Banks of twisted metal operated by pulleys, cables, cams, and weights. If it wasn’t for their well lit, gleaming white enameled frames they could easily pass for the instruments of punishment and torment employed in the dungeons of the Spanish Inquisition.

 

Fear not, in this case, those torturous looking contraptions are there for your benefit. They are all part of a fitness program called Circuit Training.

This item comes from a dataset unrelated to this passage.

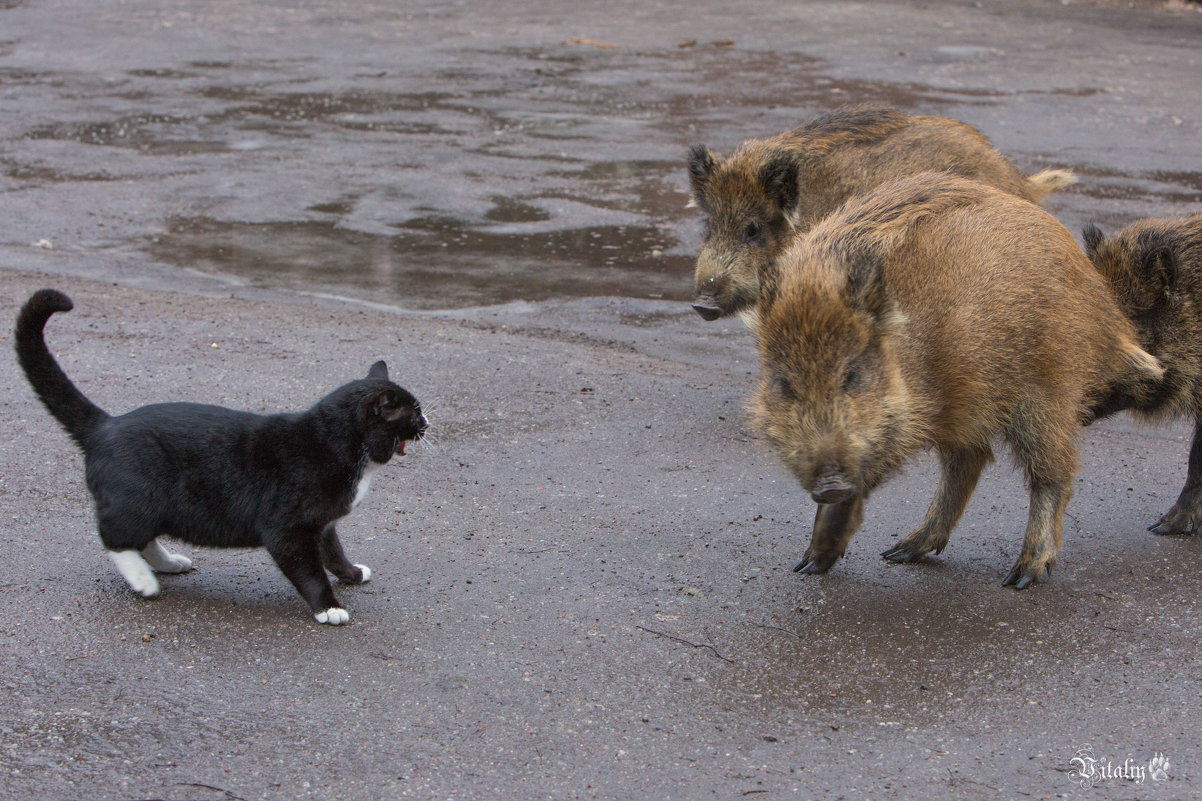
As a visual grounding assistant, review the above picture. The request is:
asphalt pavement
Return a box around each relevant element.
[0,0,1202,801]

Each piece of equipment, no matter how strange in appearance, serves a specific purpose, and that is to either isolate and place resistance on an individual group of muscles or to raise your heart rate. In other words, for each muscle group that you have in your body, including your heart, there is a piece of equipment to handle it.

 

If you are new to a gym, or fitness in general, Circuit Training is often one of the first forms of exercise a club will expose you to.

 

A fitness trainer can comfortably take you through the various machines; teaching you about weight adjustment, seat positions, resistance training, body mechanics, proper form, muscle endurance and cardiovascular strength. By completing the circuit you have begun your first training program

 

In a circuit program you move from station (machine) to station performing a variety of muscle and cardiovascular endurance exercises with brief rests in between. The number of reps that you perform are a little higher than in free weight programs (10-15), and the number of sets are lower (1-3). Some gyms play an audio tape that instructs you to move from machine to machine, while others leave you to your own accord.

 

The focus of Circuit Training is on overall body strength and endurance, not the development of an individual muscle group. To avoid overworking the muscles you should set the resistance of each machine at 50 to 60 percent of the weight you would use if you were following a strength training program. This reduced resistance avoids muscle fatigue before you complete the stations, and allows you to work the circuit a greater number of days in the week. A properly designed circuit program will give you a full body workout.

 

All the disciples and fundamentals about exercise can be learned through Circuit Training; then utilized in the free weights should you wish to include them in you fitness program.

 

Don’t be intimidated by that forest of gleaming metal.   Once you understand the role of each piece of fitness equipment and how it can effect your body, intimidation can be transformed into inspiration.

 

After awhile, the only torture you will feel from these machines is waiting for the person ahead of you to finish.